Nous sommes au 17ème siècle, la marqueterie de bois prend son envol grâce à la découverte d’essences rares et précieuses, arrivées en Europe dans la mouvance des Grandes Découvertes. Elle séduit, mais n’est pas à la portée de toutes les bourses. Alors un peu dans son ombre se développe une autre marqueterie, celle de la paille de seigle, dont il se dit qu’elle devient fil d’or sous les reflets lumineux.

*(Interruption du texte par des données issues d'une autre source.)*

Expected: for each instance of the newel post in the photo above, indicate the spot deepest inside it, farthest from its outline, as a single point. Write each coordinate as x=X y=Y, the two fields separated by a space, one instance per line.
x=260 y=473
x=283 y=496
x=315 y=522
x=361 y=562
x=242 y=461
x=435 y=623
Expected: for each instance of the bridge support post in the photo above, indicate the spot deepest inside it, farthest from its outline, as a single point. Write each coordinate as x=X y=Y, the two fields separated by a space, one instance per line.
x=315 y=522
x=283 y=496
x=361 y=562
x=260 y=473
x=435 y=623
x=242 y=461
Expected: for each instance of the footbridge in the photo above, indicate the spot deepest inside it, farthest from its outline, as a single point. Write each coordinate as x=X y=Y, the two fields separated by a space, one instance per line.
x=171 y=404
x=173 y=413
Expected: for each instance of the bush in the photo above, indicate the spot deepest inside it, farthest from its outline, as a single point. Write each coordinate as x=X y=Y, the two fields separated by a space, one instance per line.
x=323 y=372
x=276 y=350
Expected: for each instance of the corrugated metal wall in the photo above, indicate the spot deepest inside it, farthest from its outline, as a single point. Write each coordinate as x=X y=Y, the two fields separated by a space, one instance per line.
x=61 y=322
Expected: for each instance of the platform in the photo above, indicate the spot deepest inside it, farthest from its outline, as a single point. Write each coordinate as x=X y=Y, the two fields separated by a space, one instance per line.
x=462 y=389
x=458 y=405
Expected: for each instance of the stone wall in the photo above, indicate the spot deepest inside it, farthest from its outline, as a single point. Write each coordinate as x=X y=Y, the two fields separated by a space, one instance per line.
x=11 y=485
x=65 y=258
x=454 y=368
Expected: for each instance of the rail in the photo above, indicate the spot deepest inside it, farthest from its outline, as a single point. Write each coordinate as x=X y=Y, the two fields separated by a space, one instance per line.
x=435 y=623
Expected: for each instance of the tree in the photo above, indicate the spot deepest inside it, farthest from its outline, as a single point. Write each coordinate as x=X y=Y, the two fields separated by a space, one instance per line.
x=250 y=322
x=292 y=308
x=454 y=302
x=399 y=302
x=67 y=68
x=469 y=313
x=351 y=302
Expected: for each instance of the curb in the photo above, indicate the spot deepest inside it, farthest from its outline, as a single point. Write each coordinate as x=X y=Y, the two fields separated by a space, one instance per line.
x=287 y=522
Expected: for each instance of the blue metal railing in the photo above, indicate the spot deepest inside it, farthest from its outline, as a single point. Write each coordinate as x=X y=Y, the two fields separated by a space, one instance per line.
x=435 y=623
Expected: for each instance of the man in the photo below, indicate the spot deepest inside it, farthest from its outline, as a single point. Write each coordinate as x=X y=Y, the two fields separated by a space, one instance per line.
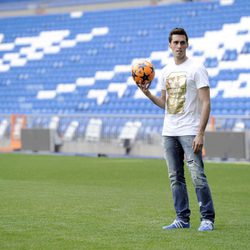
x=185 y=96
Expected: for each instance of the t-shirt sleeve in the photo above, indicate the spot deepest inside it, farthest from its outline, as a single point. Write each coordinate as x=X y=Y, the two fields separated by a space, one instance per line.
x=162 y=79
x=201 y=77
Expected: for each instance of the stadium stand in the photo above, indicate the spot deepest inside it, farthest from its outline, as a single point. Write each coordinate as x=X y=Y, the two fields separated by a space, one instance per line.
x=80 y=62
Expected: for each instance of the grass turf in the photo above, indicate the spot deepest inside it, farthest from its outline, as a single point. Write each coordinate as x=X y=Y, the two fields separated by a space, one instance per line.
x=65 y=202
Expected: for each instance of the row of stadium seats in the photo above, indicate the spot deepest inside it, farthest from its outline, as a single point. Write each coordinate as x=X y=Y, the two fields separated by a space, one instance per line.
x=81 y=62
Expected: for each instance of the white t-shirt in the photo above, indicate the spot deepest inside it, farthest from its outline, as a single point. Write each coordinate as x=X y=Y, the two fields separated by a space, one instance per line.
x=183 y=108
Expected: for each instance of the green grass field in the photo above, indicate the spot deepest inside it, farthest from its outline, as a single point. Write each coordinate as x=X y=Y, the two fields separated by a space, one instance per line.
x=66 y=202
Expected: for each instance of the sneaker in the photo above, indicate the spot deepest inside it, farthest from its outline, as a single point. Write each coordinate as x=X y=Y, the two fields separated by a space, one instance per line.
x=177 y=224
x=206 y=225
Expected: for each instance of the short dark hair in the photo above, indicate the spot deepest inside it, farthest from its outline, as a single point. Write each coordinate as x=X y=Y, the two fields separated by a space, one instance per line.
x=177 y=31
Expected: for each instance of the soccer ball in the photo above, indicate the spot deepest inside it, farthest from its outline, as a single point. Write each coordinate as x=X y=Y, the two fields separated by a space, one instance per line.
x=143 y=73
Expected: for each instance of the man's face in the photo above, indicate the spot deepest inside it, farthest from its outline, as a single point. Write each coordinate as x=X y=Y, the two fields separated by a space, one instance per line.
x=178 y=46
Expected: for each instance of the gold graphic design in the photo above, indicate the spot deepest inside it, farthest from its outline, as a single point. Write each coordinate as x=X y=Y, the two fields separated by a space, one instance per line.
x=176 y=85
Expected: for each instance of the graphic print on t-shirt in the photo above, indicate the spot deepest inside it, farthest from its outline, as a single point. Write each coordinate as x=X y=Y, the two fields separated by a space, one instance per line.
x=176 y=85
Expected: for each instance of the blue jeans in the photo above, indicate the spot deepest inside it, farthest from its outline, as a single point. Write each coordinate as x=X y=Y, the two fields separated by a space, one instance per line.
x=176 y=149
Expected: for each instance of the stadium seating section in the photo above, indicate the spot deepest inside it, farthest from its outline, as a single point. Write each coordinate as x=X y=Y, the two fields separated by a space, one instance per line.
x=80 y=63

Tandis que les moniales l’adoptent pour broder les chasubles ou les devants d’autels, des ateliers se développent, civils ou religieux, et plus surprenant, bientôt pénitentiaires. Au cours du 18ème siècle les galères tombent en désuétude, la marine à voile a gagné la partie. Reviennent alors à quai les anciens galériens, dans des bagnes nouvellement construits au sein desquels se monteront là aussi des ateliers. Les bagnards ont le droit de vendre leurs créations, c’est un petit plus pour améliorer un quotidien infernal.
Certains de ces coffrets à jeux, de ces boîtes à ouvrages ou autres petits tableaux ont traversé les siècles, mais, rarement signés, leurs créateurs sont restés anonymes.

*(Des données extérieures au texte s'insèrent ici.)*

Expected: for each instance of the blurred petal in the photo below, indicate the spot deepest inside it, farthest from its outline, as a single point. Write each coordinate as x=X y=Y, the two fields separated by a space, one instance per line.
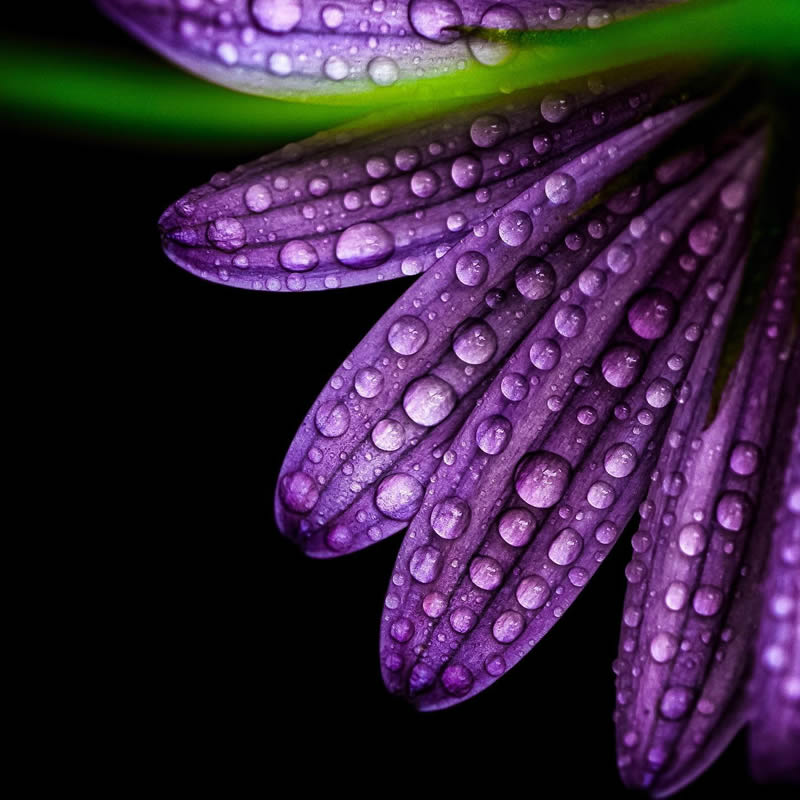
x=468 y=601
x=315 y=48
x=357 y=467
x=689 y=618
x=775 y=728
x=347 y=208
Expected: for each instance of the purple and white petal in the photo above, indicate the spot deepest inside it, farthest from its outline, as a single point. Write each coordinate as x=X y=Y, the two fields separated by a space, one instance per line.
x=576 y=458
x=689 y=620
x=775 y=688
x=362 y=205
x=286 y=48
x=357 y=468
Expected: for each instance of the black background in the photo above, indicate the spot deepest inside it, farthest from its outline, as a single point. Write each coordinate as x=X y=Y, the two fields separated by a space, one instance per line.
x=249 y=663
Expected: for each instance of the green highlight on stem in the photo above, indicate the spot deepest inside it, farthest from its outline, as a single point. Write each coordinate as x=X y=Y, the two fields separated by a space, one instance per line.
x=126 y=97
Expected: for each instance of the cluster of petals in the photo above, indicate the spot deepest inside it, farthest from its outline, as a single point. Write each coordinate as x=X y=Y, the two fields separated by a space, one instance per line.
x=560 y=368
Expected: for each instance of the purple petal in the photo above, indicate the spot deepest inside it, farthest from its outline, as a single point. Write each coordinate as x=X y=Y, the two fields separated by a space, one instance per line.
x=356 y=470
x=775 y=689
x=292 y=47
x=600 y=376
x=347 y=208
x=689 y=619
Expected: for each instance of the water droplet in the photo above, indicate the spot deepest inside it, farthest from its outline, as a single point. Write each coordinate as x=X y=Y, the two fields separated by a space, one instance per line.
x=368 y=382
x=474 y=342
x=298 y=256
x=425 y=564
x=745 y=458
x=621 y=365
x=488 y=130
x=226 y=234
x=534 y=278
x=332 y=419
x=707 y=601
x=560 y=188
x=566 y=547
x=407 y=335
x=450 y=518
x=508 y=626
x=492 y=434
x=570 y=321
x=557 y=107
x=516 y=527
x=457 y=680
x=652 y=314
x=388 y=435
x=463 y=620
x=466 y=172
x=383 y=71
x=428 y=400
x=620 y=258
x=298 y=492
x=692 y=539
x=485 y=573
x=545 y=354
x=472 y=268
x=435 y=19
x=663 y=647
x=541 y=478
x=277 y=16
x=620 y=460
x=733 y=510
x=514 y=387
x=491 y=52
x=364 y=245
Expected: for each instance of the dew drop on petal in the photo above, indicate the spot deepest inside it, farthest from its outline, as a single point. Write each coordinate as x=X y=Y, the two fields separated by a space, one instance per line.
x=450 y=518
x=428 y=400
x=399 y=496
x=516 y=527
x=364 y=245
x=541 y=478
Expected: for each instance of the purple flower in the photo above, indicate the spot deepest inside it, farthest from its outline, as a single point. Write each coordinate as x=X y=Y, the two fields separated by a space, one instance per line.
x=593 y=336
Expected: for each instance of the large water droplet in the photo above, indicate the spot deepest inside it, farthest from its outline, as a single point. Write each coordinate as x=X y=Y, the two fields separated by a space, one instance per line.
x=388 y=435
x=428 y=400
x=399 y=496
x=298 y=256
x=542 y=478
x=364 y=245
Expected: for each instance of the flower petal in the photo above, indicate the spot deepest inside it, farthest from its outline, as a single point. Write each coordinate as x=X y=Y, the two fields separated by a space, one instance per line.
x=688 y=624
x=775 y=727
x=576 y=461
x=371 y=440
x=302 y=48
x=352 y=207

Le 18ème siècle marque l’apogée de la marqueterie de paille, puis elle s’effacera au cours du 19ème siècle.
Son histoire est ensuite décousue. De nouveau très en vogue dans la période Art Déco, sous l’impulsion des décorateurs André Groult et Jean-Michel Franck qui en habillent des meubles, paravent ou intérieurs de luxe, elle se laisse par la suite encore oublier. Il y aura un petit retour dans les années 50 avec le décorateur Jean Royère entre autres, mais il faut attendre les années 90 pour qu’elle fasse de nouveau parler d’elle.
C’est Lison de Caunes, petite-fille d’André Groult, qui reprend alors le flambeau pour redonner à ce savoir-faire ancestral ses lettres de noblesse en même temps qu’une nouvelle jeunesse.
C'est quoi la paille de seigle ?
Tout simplement, une graminée. On la cultive comme une céréale, à ceci près qu’on la récolte juste en fin de floraison. Les chaumes blanchissent dans les champs une dizaine de jours, puis finissent de sécher debout et en gerbes pour enfin être traités selon leur utilisation.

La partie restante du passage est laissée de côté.